Quetiapine is an atypical antipsychotic drug that was recently also approved for the treatment of uni- and bipolar depression. The antidepressive response is considered to be mediated by the metabolite N-desalkylquetiapine, and the aim of this study was to assess the interindividual pharmacokinetic variability of quetiapine and N-desalkylquetiapine in psychiatric patients based on therapeutic drug monitoring samples.
Serum measurements of quetiapine and N-desalkylquetiapine performed between October 2007 and July 2008 were retrospectively included from a routine therapeutic drug monitoring database. Pharmacokinetic variability was expressed as the 5-95 percentile range in dose-adjusted serum concentrations (C/D ratios). The impact of age (65 years or older), gender, and sampling time on the C/D ratios was studied by linear mixed model analysis. Samples from patients comedicated with CYP3A4 inducers or inhibitors were examined separately.
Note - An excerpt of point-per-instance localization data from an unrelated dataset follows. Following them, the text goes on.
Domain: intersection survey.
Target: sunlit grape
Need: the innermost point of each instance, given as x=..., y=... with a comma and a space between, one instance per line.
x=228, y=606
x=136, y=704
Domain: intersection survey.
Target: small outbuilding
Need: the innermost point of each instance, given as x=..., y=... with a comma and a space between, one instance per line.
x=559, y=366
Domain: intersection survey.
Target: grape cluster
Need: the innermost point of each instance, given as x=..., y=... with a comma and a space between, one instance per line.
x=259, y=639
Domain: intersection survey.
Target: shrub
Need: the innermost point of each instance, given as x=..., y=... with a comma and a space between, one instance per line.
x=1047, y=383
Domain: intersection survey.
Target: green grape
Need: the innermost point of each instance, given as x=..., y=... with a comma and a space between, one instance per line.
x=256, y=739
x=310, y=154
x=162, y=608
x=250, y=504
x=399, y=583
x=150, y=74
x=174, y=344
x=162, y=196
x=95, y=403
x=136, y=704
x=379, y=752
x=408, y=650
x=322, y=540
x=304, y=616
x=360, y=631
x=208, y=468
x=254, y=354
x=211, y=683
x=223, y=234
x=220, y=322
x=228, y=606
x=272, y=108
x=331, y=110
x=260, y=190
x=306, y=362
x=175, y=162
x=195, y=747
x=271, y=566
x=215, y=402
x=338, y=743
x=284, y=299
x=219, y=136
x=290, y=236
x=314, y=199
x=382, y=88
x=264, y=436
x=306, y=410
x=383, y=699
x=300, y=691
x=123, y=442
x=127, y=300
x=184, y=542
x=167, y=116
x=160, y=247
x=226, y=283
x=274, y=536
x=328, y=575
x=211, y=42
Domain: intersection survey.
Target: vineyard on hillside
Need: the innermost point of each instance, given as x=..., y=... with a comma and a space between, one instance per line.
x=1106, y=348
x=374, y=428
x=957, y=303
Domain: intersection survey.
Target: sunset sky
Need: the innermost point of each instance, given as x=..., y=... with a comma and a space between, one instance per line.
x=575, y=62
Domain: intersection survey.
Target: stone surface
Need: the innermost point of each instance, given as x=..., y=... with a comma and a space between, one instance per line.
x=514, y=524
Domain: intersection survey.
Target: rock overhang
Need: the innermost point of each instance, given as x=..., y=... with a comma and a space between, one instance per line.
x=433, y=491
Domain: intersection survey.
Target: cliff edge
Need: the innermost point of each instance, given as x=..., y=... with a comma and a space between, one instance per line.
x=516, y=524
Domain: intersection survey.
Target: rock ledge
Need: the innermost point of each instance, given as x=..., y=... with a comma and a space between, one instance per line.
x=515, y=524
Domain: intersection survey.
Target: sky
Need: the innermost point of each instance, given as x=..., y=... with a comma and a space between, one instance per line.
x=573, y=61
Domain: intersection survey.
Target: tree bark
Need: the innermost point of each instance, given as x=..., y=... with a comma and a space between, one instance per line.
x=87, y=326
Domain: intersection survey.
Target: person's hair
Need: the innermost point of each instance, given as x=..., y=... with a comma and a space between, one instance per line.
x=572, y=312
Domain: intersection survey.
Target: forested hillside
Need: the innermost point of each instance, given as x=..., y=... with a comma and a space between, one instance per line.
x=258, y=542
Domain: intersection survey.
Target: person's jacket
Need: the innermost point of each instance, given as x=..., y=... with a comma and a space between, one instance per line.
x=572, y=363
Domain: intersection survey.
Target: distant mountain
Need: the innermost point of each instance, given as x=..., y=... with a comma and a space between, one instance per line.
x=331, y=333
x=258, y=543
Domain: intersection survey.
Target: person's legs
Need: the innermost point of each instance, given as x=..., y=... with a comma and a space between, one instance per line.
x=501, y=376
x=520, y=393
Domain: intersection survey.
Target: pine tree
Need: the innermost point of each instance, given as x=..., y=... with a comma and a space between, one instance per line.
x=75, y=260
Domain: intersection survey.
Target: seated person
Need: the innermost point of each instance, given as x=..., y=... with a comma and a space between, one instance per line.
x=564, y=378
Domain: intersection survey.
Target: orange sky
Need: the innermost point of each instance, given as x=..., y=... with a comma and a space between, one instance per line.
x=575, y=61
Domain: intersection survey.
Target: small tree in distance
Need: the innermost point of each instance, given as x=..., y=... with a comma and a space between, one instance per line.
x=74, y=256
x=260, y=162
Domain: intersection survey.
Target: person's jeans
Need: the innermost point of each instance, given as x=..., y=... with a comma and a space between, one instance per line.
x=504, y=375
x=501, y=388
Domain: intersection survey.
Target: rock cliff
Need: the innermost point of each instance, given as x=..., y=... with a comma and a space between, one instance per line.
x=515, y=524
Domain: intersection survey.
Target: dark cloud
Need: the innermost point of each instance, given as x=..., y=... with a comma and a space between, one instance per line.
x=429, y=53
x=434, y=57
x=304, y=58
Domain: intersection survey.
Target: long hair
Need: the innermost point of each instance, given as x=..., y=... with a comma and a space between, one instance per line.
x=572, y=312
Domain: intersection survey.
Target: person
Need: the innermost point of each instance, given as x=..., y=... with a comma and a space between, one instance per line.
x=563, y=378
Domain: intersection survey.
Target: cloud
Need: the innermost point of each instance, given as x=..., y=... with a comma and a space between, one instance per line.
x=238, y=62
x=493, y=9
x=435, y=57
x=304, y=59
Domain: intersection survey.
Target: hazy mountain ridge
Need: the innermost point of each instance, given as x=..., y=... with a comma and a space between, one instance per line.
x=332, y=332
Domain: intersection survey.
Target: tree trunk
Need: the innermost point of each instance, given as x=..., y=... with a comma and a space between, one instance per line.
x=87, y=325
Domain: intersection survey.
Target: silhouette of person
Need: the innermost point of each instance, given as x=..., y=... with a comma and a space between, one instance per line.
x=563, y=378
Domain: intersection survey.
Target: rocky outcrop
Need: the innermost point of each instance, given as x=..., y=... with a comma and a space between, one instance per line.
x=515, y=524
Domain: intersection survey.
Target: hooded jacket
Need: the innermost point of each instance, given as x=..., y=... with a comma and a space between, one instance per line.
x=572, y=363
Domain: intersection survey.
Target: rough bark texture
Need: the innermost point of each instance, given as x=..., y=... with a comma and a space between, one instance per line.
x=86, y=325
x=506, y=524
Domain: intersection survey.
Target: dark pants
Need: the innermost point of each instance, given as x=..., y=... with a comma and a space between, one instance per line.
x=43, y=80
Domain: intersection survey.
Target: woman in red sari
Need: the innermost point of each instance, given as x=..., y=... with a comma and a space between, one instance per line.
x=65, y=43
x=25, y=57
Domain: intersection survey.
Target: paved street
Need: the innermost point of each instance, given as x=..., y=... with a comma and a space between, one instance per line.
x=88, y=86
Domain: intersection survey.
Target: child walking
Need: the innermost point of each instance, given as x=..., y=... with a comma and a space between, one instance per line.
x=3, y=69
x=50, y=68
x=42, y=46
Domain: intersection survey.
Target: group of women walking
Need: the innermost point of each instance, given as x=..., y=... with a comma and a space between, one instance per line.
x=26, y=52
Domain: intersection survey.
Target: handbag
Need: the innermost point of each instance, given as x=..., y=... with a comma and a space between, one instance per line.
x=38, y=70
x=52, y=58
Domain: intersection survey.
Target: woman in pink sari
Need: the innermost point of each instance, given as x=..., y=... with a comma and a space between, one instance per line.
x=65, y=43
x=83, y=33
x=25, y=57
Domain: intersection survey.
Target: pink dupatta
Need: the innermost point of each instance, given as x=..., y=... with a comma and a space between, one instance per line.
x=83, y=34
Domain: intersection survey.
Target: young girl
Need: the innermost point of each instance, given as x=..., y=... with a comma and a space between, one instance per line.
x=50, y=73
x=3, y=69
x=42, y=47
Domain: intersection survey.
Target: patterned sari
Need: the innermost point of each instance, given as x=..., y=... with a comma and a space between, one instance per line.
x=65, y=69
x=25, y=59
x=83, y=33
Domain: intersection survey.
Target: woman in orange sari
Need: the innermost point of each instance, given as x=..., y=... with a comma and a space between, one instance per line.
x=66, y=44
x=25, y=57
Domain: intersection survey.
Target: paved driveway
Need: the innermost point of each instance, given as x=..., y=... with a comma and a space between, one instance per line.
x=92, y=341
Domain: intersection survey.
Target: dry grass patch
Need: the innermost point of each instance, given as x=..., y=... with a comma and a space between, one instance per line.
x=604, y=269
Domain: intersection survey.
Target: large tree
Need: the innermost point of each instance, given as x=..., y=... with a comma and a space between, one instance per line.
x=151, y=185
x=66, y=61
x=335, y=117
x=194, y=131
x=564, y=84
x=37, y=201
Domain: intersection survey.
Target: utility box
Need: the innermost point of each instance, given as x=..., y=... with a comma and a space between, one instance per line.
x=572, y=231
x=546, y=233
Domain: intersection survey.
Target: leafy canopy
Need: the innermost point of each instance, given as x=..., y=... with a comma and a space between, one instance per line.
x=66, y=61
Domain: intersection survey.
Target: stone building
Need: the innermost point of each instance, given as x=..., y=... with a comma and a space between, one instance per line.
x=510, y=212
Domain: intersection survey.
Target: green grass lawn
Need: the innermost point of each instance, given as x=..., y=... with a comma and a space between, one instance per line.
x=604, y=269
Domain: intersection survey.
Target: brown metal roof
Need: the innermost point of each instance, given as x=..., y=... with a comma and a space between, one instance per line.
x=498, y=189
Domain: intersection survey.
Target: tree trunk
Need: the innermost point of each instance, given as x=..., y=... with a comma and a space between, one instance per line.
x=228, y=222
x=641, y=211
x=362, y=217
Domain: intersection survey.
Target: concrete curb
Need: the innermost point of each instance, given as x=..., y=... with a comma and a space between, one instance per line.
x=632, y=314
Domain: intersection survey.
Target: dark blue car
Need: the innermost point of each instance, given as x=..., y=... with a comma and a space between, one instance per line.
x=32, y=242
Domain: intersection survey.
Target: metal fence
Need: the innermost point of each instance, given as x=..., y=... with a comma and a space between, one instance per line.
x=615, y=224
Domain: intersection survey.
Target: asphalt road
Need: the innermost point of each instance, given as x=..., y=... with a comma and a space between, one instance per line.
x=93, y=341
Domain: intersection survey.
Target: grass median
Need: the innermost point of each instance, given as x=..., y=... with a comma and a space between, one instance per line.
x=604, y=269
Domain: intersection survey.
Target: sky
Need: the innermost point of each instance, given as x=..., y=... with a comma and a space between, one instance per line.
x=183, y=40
In total, 927 serum samples from 601 patients were included (all using quetiapine immediate-release tablets). The 5-95 percentiles of the C/D ratio ranged 15-fold (0.14-2.1 nmol/L/mg) for quetiapine and fivefold (0.44-2.1 nmol/L/mg) for N-desalkylquetiapine. Elderly (65 years or older) obtained 1.5- and 1.2-fold higher C/D ratios of quetiapine (P = 0.002) and N-desalkylquetiapine (P = 0.03) compared with younger patients, respectively. Sampling time was also found to significantly affect the C/D ratios of quetiapine (P = 0.001), whereas gender was not a significant variable (P > 0.13). In three patients treated with potent CYP3A4 inducers, the observed C/D ratios of quetiapine and N-desalkylquetiapine were 77% and 11% lower than the mean C/D ratio in the study population, respectively.
The pharmacokinetic variability was greater for quetiapine compared with N-desalkylquetiapine. Age 65 years or older and comedication with CYP3A4 inducers affected the serum levels of both agents, but the relative impact was greater on quetiapine.